Jean-Martin Mondoloni, proviseur du Lycée du Fangu.
Sur son ordinateur, Jean-Martin Mondoloni relit et imprime le protocole sanitaire lié aux internats. Le proviseur du lycée Giocante qui accueille 1300 élèves, 150 adultes et une centaine d'internes froncé les sourcils. L'Education Nationale a inscrit en ces termes : "Les personnels ainsi que les collégiens et les lycéens portent un masque.", une note en bas de page indique à son tour : "Bien entendu, le port du masque n’est pas obligatoire lorsqu’il est par nature incompatible avec l’activité (prise de repas, toilette, au moment du coucher, etc.)." 
​Le chef d'établissement est perplexe. Les surveillants devront obliger les lycéens à garder le masque jusqu'à ce qu'ils rentrent chez leurs parents. "Pour les internes c'est la double peine.", lance Jean-Martin Mondoloni qui a du mal à imaginer rendre cela possible. 
​Pour le proviseur,  tout l'enjeu sera de limiter la propagation du virus car il en est sûr : "il y aura des lycéens positifs. On sait que cet été ils ont fait des soirées et ont été exposés."

Le masque sera donc l'accessoire incontournable de cette rentrée 2020. Pour qu'il ne manque à personne, le lycée s'est doté d'un stock important, renforcé par une dotation de la collectivité de Corse. "Il y aura toujours des élèves récalcitrants au port du masque, mais au moins ils ne pourront pas dire qu'ils n'en ont pas."

« Grâce à la rentrée de mai, nous sommes prêts »

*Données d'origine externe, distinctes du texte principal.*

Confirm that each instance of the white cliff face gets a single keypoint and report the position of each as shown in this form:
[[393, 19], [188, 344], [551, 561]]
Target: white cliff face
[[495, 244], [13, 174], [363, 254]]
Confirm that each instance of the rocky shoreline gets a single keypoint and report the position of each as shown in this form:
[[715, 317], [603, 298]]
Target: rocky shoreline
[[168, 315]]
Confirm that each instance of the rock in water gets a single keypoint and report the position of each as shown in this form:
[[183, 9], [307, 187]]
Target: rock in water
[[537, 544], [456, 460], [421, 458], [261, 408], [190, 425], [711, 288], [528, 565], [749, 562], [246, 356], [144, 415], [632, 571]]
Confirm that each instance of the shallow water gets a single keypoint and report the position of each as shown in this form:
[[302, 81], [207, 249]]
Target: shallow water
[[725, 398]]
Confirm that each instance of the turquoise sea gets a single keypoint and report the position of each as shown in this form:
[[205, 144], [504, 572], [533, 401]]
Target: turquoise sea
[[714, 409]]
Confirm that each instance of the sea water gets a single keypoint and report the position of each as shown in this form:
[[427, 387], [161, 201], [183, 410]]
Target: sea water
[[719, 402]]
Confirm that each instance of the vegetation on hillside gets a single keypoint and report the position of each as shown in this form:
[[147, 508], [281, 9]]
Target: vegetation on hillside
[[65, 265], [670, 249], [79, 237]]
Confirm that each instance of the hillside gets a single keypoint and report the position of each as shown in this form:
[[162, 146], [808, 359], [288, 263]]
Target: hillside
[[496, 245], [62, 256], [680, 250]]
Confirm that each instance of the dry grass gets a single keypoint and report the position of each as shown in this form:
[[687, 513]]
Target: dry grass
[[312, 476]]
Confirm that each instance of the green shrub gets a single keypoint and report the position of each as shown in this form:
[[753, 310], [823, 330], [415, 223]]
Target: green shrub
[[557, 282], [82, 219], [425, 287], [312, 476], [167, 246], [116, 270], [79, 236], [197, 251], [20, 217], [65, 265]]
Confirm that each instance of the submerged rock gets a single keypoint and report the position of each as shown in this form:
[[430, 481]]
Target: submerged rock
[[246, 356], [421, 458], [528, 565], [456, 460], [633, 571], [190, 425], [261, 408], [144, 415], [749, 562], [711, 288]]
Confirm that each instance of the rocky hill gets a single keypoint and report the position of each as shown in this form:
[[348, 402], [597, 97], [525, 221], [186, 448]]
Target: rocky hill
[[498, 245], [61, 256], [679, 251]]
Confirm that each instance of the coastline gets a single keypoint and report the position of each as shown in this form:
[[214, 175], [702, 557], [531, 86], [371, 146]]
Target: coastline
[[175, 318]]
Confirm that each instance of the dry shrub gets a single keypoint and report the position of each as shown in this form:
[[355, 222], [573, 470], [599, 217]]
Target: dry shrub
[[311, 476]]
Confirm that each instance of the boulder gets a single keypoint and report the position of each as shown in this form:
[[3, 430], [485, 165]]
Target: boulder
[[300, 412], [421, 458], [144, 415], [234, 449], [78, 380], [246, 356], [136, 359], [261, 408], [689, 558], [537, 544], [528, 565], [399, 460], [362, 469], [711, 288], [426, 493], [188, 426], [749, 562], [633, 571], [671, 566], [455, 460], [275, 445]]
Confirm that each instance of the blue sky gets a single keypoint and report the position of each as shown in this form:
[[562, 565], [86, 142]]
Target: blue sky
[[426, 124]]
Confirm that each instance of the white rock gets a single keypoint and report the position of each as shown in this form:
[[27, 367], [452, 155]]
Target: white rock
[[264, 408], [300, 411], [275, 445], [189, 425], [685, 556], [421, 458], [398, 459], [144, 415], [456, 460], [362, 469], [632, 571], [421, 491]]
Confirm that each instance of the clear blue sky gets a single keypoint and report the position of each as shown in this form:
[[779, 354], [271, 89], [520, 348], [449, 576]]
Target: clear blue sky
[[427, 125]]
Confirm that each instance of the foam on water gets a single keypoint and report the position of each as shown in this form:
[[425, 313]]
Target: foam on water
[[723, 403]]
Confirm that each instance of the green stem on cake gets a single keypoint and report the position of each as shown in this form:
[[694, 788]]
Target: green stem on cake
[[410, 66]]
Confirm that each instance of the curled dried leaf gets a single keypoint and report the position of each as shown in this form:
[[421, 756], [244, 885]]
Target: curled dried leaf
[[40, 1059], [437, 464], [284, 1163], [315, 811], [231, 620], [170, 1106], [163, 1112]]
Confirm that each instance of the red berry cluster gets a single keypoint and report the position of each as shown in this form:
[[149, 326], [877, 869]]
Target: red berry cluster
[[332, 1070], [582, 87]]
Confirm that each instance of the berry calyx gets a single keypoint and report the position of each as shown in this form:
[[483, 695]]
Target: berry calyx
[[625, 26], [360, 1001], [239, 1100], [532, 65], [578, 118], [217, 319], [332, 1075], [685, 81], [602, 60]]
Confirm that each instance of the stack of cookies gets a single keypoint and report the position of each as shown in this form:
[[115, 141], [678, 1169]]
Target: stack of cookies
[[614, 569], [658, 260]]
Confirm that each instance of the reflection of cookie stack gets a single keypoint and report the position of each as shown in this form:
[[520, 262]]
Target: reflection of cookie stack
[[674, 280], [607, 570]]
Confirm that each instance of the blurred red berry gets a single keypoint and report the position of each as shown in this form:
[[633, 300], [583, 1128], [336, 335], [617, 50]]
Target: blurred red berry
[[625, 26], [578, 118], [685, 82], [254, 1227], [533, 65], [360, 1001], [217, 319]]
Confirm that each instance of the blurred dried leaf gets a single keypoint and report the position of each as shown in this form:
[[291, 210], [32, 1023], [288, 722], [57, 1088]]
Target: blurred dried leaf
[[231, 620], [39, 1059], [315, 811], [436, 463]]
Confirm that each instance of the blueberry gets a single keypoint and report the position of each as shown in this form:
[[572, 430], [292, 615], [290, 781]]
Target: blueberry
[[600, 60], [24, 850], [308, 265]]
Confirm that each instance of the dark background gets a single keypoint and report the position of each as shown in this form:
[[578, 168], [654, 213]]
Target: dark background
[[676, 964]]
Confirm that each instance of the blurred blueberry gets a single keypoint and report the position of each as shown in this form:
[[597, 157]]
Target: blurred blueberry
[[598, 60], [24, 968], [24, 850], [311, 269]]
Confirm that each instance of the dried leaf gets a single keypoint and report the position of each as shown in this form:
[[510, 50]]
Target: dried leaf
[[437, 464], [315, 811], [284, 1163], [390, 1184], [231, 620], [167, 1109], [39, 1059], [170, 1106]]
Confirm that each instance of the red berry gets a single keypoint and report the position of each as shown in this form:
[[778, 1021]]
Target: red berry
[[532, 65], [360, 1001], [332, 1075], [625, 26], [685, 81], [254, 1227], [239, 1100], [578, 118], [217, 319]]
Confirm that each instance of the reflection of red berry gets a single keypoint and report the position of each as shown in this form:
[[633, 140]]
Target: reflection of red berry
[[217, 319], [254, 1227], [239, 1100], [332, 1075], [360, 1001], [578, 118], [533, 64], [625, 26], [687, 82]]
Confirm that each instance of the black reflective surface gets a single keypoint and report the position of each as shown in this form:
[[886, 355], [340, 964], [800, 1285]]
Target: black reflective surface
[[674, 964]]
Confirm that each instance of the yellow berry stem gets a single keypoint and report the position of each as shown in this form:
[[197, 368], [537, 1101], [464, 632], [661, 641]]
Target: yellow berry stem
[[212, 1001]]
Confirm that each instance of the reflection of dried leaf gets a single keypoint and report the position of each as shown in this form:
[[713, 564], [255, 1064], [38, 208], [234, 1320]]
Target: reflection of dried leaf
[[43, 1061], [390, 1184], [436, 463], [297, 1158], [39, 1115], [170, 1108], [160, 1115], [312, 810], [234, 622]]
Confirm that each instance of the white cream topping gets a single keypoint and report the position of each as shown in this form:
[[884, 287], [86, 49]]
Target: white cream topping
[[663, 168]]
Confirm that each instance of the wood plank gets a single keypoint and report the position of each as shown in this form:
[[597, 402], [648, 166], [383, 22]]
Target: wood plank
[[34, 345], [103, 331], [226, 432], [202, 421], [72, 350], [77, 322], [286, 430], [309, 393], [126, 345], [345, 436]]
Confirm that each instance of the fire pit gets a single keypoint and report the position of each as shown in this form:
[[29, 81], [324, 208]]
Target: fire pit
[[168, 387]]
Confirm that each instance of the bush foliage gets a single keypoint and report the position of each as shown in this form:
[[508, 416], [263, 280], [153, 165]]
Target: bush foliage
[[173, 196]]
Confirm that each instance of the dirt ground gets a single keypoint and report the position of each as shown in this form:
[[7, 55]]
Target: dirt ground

Michelle Mauny, directrice de l'école Charpak.
Michelle Mauny, directrice de l'école Charpak.
A l'école Charpak, la directrice, Michelle Mauny est plutôt sereine. Ce jeudi 3 septembre, dans le hall où elle se tient, 170 élèves effectueront leur rentrée. Parmi eux, une soixantaine connaissent déjà l'école à l'heure de la Covid-19, puisque le 18 mai dernier, une rentrée post-confinement avait eu lieu dans des conditions plus strictes que le nouveau protocole en vigueur. Au printemps dernier, une distance d'un mètre entre chaque enfant était demandée, des sens de circulation avaient été instaurés.
"A présent tout cela n'est plus de rigueur donc c'est vrai que la rentrée est moins anxiogène.", affirme la directrice et enseignante, avant d'expliquer : "Les enseignants viendront récupérer les élèves en file indienne rangés par classe. Avant de rentrer en classe ils procéderont au lavage des mains. Nous avons 4 cours de récréation donc nous séparerons les enfants par niveau." 

Et en cas de Covid ? 
La directrice a déjà envisagé toutes les possibilités. Si un enfant présente des symptômes, celui-ci sera immédiatement isolé dans une pièce dédiée. Les parents seront appelés ainsi que les services de l'Education Nationale.
Mais "Il faudra être plus vigilants que d'habitude, c'est sûr.", conclut-elle.